So there was a reorganization at work recently and several people that have been on different small teams are now all kinda combined on the same team. I think this was a good move and I thought it might be helpful to improve communication by having regular brown bags. Of course I knew by suggesting this that I would be the first voluenteer. In our team there is a wide spectrum of understanding of what Agile is so I created a presentation that started at the top with what I think Agile is all about. It's titled Agile Values, Principles and Practices.

I've posted it on my website for anyone to "reuse" at http://www.jackcrews.net/downloads/agilevpp.pptx

Saturday, October 31, 2009

Why We Do What We Do

I have recently been reading a great book titled Effective Java by Joshua Bloch. I'm only part way through it but it has really clarified a number of things for me. I have been writing Java code for over a decade now and there are many things that I do just because it feels right but if I had to articulate why, I would have to think real hard about it. In this book Josh does an excellent job explaining the why behind good programming practice and style.

To give an example, I have never used the clone method that hangs on Object. I always used a copy constructor in favor of clone. I'm not sure why but probably because that's how most people in the Java community do it and it works well.
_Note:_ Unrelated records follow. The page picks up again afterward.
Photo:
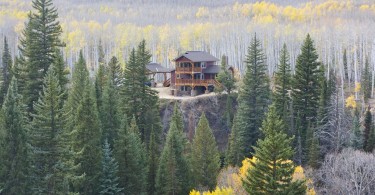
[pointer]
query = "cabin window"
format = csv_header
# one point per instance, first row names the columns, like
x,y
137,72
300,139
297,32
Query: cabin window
x,y
185,88
203,64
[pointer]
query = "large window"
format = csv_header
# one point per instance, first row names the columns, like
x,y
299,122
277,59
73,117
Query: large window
x,y
203,64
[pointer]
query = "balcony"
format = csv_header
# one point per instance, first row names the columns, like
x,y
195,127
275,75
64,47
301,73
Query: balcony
x,y
188,69
195,82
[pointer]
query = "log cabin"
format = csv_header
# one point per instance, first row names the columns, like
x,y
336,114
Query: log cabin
x,y
194,73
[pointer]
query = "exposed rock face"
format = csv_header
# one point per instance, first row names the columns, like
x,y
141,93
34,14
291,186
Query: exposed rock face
x,y
191,109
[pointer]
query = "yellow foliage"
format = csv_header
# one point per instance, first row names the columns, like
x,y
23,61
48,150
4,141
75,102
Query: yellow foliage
x,y
357,87
350,102
202,12
218,191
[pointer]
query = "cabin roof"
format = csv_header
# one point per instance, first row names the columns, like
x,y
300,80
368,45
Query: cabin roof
x,y
157,68
198,56
213,69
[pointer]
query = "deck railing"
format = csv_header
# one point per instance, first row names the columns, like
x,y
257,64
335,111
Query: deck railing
x,y
195,81
188,69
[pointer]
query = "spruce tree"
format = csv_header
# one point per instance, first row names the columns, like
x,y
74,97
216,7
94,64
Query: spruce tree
x,y
272,171
283,81
173,176
86,142
47,124
39,42
345,63
100,82
253,100
205,161
130,153
232,156
356,138
61,71
115,72
110,113
153,159
142,100
227,82
109,181
366,81
224,77
6,71
80,81
305,94
14,144
368,133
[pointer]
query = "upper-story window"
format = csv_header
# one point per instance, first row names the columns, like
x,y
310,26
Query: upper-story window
x,y
203,64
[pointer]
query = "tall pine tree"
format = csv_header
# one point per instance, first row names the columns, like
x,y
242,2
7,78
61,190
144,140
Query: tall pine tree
x,y
131,156
283,81
86,142
173,176
39,42
14,144
109,180
46,126
368,133
6,71
142,101
253,100
366,81
205,161
305,94
110,111
80,81
272,171
153,159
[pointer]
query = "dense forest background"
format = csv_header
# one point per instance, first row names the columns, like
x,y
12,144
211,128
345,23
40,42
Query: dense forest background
x,y
221,27
78,118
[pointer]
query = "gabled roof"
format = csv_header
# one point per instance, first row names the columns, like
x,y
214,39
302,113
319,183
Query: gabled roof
x,y
157,68
214,69
198,56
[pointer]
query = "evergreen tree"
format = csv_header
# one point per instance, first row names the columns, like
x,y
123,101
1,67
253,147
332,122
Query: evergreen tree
x,y
205,161
345,63
80,81
173,176
86,142
224,77
61,71
6,71
47,125
109,179
131,156
368,133
305,92
153,159
40,40
115,72
142,100
101,54
100,82
233,156
272,171
253,100
283,81
13,141
356,140
227,82
314,153
110,112
366,81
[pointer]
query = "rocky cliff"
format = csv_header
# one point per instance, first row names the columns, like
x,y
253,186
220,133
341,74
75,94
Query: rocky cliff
x,y
191,109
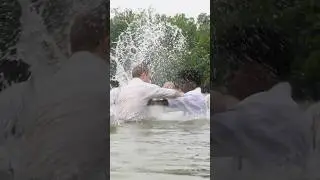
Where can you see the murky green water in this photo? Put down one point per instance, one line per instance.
(168, 150)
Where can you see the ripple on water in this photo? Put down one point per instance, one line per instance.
(161, 150)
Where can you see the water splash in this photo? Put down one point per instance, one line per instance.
(153, 41)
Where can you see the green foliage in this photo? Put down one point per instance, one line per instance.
(299, 19)
(196, 32)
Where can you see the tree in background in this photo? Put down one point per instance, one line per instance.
(196, 32)
(298, 20)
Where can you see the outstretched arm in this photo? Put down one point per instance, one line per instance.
(158, 92)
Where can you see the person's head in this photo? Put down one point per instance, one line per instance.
(258, 58)
(142, 71)
(188, 80)
(169, 85)
(185, 85)
(114, 84)
(89, 32)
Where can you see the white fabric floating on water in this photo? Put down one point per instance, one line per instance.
(133, 98)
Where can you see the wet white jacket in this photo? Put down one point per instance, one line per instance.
(133, 98)
(193, 103)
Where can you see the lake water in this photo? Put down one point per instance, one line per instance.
(161, 150)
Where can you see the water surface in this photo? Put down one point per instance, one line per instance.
(161, 150)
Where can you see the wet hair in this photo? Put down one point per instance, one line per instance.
(185, 85)
(88, 30)
(139, 70)
(190, 75)
(114, 83)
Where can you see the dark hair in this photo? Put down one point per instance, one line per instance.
(139, 70)
(190, 75)
(114, 83)
(185, 85)
(88, 30)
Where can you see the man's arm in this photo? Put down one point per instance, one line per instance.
(158, 92)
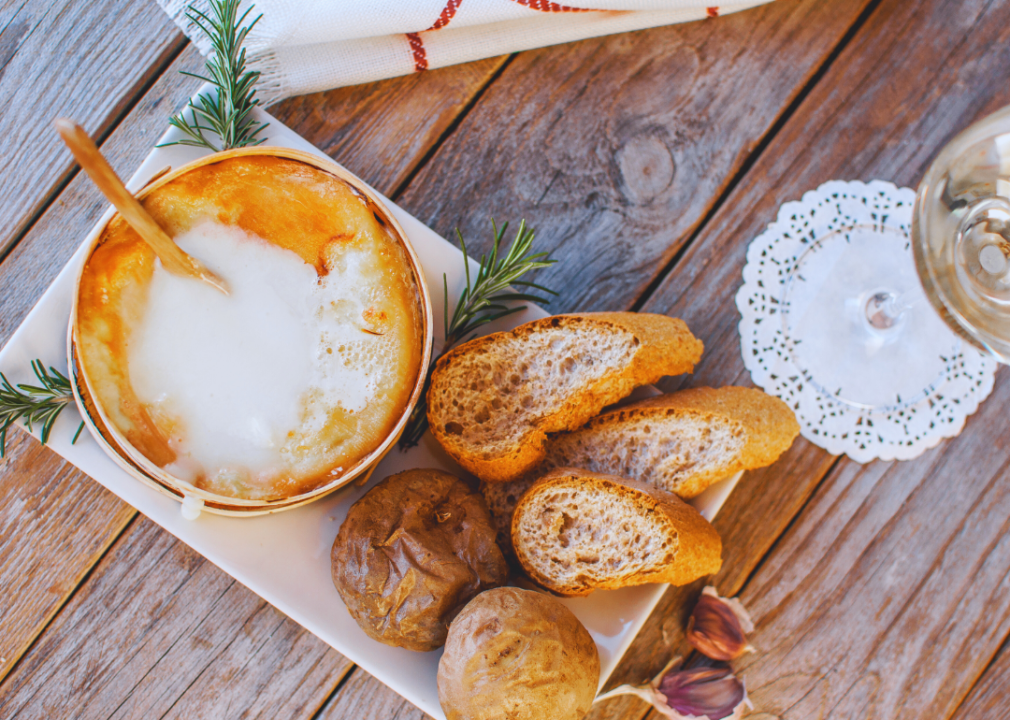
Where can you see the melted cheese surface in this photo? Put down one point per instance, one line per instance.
(288, 382)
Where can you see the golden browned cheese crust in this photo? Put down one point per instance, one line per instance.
(664, 345)
(293, 206)
(411, 553)
(517, 654)
(699, 547)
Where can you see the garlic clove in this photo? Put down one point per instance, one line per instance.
(718, 626)
(696, 694)
(713, 693)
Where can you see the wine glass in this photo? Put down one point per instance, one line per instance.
(961, 234)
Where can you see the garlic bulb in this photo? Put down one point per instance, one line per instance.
(718, 627)
(694, 694)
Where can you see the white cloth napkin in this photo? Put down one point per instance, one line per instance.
(307, 45)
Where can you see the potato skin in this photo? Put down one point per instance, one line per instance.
(411, 553)
(516, 654)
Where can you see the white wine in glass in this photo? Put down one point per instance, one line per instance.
(961, 234)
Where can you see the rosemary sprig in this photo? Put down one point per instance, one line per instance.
(228, 112)
(483, 301)
(39, 404)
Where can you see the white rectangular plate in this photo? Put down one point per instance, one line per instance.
(285, 557)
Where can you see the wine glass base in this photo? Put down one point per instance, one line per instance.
(843, 337)
(834, 322)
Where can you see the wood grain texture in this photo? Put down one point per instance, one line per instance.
(71, 543)
(383, 131)
(52, 546)
(614, 148)
(158, 631)
(888, 596)
(365, 697)
(990, 698)
(109, 49)
(55, 524)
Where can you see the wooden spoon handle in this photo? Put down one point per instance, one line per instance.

Well "item 11 - Override clone judiciously" goes into great detail about the problems and complexities of using clone and why using a copy constructor is usually (but not always) a better way to go.

Going through this book is giving me a better understanding of why we do what we do!

Sunday, June 14, 2009

Why do smart people write bad code?

I've had to look at a variety of code in the last few months written by a lot of different people (no I'm not thinking of one particular person) and I've been a little puzzled by this question - Why do smart people write bad code? Now I'm not talking about someone who normally writes good code and has to rush something in or in a lapse of judgment writes questionable code. I am guilty of writing stuff that I come back to later and say what was this person thinking only to find out it was me. I'm talking about people who seem to be very smart when you talk with them about various things but when you see there code time after time you ask yourself, "did they REALLY write that?"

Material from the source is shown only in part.